Create the dataset_summary table
create_dataset_summary(
L0_flat,
package_id,
original_package_id = NULL,
length_of_survey_years,
number_of_years_sampled,
std_dev_interval_betw_years,
max_num_taxa,
geo_extent_bounding_box_m2 = NULL
)
(tbl_df, tbl, data.frame) The fully joined source L0 dataset, in "flat" format (see details).
(character) Column in L0_flat
containing the identifier of the derived L1 dataset.
(character) An optional column in L0_flat
containing the identifier of the source L0 dataset.
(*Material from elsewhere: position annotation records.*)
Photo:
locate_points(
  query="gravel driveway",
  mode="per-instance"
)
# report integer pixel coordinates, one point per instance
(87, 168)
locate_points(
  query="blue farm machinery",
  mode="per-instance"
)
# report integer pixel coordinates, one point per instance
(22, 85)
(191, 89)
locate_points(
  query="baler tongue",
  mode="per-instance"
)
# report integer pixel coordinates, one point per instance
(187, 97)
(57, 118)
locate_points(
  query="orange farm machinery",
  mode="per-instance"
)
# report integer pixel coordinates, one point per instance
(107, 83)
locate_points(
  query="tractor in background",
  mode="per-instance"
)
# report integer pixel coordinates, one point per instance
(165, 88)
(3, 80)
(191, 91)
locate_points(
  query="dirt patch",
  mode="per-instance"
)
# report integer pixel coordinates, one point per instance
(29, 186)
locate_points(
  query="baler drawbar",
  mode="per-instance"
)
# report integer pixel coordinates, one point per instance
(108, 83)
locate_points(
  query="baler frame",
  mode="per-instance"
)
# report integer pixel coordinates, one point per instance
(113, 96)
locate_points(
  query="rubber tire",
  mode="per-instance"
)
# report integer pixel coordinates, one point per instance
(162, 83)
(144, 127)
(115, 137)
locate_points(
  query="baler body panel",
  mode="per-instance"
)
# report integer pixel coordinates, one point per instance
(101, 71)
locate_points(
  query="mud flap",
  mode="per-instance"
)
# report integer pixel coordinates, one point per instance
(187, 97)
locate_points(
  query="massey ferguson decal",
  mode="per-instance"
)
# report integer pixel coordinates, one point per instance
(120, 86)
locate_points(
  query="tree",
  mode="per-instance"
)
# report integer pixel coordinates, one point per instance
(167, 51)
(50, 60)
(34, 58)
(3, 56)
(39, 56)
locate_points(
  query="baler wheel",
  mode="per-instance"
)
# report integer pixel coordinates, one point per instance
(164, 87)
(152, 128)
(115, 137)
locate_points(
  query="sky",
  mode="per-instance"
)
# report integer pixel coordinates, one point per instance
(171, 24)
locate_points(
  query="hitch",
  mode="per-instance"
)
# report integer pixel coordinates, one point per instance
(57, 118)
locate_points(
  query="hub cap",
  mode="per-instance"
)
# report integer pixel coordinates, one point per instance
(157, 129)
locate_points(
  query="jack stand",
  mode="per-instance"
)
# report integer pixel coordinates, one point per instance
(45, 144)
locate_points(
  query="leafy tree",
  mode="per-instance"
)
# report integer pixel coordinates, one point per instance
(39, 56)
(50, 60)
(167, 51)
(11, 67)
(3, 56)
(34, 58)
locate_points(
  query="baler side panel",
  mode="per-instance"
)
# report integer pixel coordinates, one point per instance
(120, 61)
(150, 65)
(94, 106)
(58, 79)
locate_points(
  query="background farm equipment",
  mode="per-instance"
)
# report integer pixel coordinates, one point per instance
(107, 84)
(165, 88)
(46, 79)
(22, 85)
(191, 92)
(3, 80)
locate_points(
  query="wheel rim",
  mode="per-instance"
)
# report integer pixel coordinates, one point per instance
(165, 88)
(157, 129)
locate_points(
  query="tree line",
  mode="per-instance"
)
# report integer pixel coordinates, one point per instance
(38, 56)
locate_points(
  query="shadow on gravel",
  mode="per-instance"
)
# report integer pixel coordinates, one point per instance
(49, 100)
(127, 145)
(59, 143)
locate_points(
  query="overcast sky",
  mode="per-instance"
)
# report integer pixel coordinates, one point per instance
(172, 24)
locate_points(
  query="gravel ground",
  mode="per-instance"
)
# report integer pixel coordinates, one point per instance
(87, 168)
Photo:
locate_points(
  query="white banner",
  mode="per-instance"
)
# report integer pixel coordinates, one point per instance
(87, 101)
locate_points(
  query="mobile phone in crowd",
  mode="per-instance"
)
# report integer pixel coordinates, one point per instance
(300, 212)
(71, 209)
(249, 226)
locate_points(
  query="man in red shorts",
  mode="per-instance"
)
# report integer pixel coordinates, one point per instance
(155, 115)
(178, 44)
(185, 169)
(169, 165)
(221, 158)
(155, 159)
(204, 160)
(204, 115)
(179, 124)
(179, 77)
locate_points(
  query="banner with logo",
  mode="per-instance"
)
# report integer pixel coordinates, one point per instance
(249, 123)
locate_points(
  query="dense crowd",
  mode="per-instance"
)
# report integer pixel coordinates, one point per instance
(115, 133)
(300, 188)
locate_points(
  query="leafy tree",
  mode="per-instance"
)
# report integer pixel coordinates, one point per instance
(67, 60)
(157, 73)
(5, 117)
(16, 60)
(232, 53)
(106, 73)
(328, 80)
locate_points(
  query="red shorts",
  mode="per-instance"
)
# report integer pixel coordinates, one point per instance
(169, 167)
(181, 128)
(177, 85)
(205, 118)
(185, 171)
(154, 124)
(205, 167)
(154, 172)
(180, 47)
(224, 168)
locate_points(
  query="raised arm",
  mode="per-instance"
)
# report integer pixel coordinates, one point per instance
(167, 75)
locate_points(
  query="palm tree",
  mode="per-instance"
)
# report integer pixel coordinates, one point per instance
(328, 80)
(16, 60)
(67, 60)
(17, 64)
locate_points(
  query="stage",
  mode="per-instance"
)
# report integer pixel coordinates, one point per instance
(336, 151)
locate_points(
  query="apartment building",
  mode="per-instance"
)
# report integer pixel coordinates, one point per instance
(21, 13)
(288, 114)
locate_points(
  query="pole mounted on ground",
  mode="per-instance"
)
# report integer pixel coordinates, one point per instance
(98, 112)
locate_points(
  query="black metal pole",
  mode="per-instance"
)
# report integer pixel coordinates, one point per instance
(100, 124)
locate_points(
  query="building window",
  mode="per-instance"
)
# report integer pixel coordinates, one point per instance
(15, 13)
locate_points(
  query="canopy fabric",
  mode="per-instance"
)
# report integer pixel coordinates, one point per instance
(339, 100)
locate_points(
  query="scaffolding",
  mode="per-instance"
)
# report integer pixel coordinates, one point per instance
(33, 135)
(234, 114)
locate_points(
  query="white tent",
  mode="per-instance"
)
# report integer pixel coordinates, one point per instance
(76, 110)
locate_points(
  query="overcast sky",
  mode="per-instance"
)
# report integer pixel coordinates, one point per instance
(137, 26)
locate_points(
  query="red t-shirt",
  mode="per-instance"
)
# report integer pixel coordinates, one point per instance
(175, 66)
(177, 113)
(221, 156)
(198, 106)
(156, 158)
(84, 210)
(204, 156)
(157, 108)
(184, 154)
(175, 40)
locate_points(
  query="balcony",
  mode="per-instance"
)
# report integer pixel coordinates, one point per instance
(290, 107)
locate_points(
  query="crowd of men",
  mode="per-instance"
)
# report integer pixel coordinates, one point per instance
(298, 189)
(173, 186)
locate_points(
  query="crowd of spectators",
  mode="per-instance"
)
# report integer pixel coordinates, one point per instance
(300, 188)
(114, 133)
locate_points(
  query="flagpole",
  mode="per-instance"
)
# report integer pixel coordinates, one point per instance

(character) Column in L0_flat
containing the number of years the study has been ongoing. Use calc_length_of_survey_years()
to calculate this value.
(character) Column in L0_flat
containing the number of years within the period of study that samples were taken. Use calc_number_of_years_sampled()
to calculate this value.
(character) Column in L0_flat
containing the standard deviation of the interval between sampling events. Use calc_std_dev_interval_betw_years()
to calculate this value.
(character) Column in L0_flat
containing the number of unique taxa in the source L0 dataset.
(character) An optional column in L0_flat
containing the area (in meters) of the study location, if applicable (some L0 were collected at a single point). Use calc_geo_extent_bounding_box_m2()
to calculate this value.
(tbl_df, tbl, data.frame) The dataset_summary table.
This function collects specified columns from L0_flat
and returns distinct rows.
"flat" format refers to the fully joined source L0 dataset in "wide" form with the exception of the core observation variables, which are in "long" form (i.e. using the variable_name, value, unit columns of the observation table). This "flat" format is the "widest" an L1 ecocomDP dataset can be consistently spread due to the frequent occurrence of L0 source datasets with > 1 core observation variable.
flat <- ants_L0_flat
dataset_summary <- create_dataset_summary(
L0_flat = flat,
package_id = "package_id",
original_package_id = "original_package_id",
length_of_survey_years = "length_of_survey_years",
number_of_years_sampled = "number_of_years_sampled",
std_dev_interval_betw_years = "std_dev_interval_betw_years",
max_num_taxa = "max_num_taxa",
geo_extent_bounding_box_m2 = "geo_extent_bounding_box_m2")
dataset_summary
#> # A tibble: 1 x 7
#> package_id original_packag~ length_of_surve~ number_of_years~ std_dev_interva~
#> <chr> <chr> <dbl> <dbl> <dbl>
#> 1 edi.193.5 knb-lter-hfr.11~ 15 13 0.67
#> # ... with 2 more variables: max_num_taxa <dbl>,
#> # geo_extent_bounding_box_m2 <dbl>